On 19 Mar 2006 09:37:00 GMT, John Phillips
wrote:

On 2006-03-18, Don Pearce wrote:
On Sat, 18 Mar 2006 17:54:15 GMT, "don" wrote:

dbFS is "decibels full scale". It is an abbreviation for decibel amplitude
levels in digital systems which have a maximum available level (like PCM
encoding). 0 dBFS is assigned to the maximum possible level. There is still
the potential for ambiguity, since some use the RMS value of a full-scale
square wave for 0 dBFS, and some use a sine wave.

No, no ambiguity, dB below full scale does not depend on wave shape,
merely how many digital levels remain unused.


This puzzled me.

The first quote (from don, not Don) is the opening part of the DBFS
entry in Wikipedia - see http://en.wikipedia.org/wiki/DBFS. I think it
is correct at least up to the final sentence about ambiguity. Then it
becomes at least ambiguous itself.

The actual ambiguity seem to be whether, when a waveform is said to
have amplitude x dBFS, you mean the peak amplitude of the waveform or
its RMS amplitude. Thus I think the fundamental ambiguity is not as
stated in the Wikipedia article about whether you use a sine or square
wave as reference.

Like Don (not don) I always assumed with dBFS you implicitly meant the
peak value of the waveform because of the nature of its representation
in a system having a waveform-independent overload level of 0 dBFS.

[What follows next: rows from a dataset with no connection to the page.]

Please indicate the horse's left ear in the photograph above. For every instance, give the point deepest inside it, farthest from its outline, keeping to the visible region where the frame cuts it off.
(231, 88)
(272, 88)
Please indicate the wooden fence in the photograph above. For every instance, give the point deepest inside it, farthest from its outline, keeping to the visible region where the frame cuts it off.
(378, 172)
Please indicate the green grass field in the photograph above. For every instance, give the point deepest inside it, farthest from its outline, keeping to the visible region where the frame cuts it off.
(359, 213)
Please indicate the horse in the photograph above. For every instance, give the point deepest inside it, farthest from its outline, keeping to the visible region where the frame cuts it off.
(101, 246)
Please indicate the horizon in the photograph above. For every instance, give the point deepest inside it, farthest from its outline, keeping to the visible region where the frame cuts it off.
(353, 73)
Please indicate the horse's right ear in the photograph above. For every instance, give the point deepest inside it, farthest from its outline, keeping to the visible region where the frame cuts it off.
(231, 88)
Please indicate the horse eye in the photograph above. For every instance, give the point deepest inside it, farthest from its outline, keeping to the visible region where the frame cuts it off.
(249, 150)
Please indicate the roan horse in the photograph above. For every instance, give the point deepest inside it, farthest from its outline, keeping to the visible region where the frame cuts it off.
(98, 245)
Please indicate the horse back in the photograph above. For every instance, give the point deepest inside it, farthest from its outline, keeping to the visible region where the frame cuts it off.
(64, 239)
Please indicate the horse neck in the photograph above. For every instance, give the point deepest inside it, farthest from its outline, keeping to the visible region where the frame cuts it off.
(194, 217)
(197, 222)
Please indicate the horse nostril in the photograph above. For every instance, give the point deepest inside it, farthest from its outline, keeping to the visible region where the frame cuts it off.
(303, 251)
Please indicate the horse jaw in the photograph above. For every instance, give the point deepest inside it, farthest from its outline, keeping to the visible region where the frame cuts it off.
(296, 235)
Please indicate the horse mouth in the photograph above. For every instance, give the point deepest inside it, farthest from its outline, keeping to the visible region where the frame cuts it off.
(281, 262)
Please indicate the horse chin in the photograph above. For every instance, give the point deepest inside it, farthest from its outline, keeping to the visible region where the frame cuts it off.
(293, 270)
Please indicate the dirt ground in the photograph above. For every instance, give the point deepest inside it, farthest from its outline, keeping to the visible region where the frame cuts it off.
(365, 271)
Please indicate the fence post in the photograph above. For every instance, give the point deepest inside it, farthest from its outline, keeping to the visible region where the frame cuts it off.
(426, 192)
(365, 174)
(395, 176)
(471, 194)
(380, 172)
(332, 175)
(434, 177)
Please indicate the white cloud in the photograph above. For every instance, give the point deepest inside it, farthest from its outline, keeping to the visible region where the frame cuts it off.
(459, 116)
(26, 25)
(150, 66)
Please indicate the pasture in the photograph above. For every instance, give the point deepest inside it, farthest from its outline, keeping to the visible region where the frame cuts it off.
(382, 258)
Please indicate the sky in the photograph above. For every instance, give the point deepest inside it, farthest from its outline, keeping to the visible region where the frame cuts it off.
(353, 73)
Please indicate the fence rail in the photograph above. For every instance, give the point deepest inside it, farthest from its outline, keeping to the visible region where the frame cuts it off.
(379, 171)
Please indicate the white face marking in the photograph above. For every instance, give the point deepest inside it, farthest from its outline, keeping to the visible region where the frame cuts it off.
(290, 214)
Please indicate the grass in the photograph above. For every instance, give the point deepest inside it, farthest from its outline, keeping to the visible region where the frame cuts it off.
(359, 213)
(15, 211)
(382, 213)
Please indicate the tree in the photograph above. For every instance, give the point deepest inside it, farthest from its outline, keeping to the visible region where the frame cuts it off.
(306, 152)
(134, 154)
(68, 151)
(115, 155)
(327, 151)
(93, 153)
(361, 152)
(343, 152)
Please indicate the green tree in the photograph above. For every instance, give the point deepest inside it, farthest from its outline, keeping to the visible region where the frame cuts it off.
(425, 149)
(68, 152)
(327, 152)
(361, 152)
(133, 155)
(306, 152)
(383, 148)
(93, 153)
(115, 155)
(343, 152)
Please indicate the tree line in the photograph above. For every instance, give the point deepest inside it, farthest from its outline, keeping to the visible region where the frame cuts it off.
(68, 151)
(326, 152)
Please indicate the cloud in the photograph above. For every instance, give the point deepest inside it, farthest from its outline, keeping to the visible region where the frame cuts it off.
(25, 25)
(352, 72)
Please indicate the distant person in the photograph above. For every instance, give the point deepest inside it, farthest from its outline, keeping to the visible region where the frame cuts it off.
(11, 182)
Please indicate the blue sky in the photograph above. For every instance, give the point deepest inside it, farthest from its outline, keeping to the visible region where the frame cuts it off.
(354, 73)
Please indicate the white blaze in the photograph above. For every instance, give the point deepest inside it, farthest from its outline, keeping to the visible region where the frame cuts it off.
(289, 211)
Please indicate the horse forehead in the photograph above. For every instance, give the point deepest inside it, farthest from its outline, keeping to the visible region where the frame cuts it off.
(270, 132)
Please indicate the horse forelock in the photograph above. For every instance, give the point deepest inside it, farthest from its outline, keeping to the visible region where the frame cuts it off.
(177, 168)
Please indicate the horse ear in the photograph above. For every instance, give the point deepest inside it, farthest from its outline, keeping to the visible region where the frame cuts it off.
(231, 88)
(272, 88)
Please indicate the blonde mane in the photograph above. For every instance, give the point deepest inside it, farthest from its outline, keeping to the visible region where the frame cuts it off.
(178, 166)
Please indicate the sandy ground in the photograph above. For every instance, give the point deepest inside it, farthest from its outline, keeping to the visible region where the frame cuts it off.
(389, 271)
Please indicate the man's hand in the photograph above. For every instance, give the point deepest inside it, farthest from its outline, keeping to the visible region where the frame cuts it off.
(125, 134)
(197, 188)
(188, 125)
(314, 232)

I had to think about this a bit when doing some FFTs (which usually work
in power/energy terms) on quantized signals. Maybe some people are more
comfortable to think of waveforms in power or energy terms however they
are represented, even when power or energy is probably no longer relevant.


Think of it this way:

By how many dB would you need to increase the signal level to hit the
limit of the ADC?

That is how many dB below full scale you are, and it ties in perfectly
with my definition. You don't concern yourself with what shape the
wave is - merely how tall it is. So yes, it is the peak-to-peak
amplitude that determines this, not the RMS. The former can be derived
from the latter for known wave shapes, but not for music.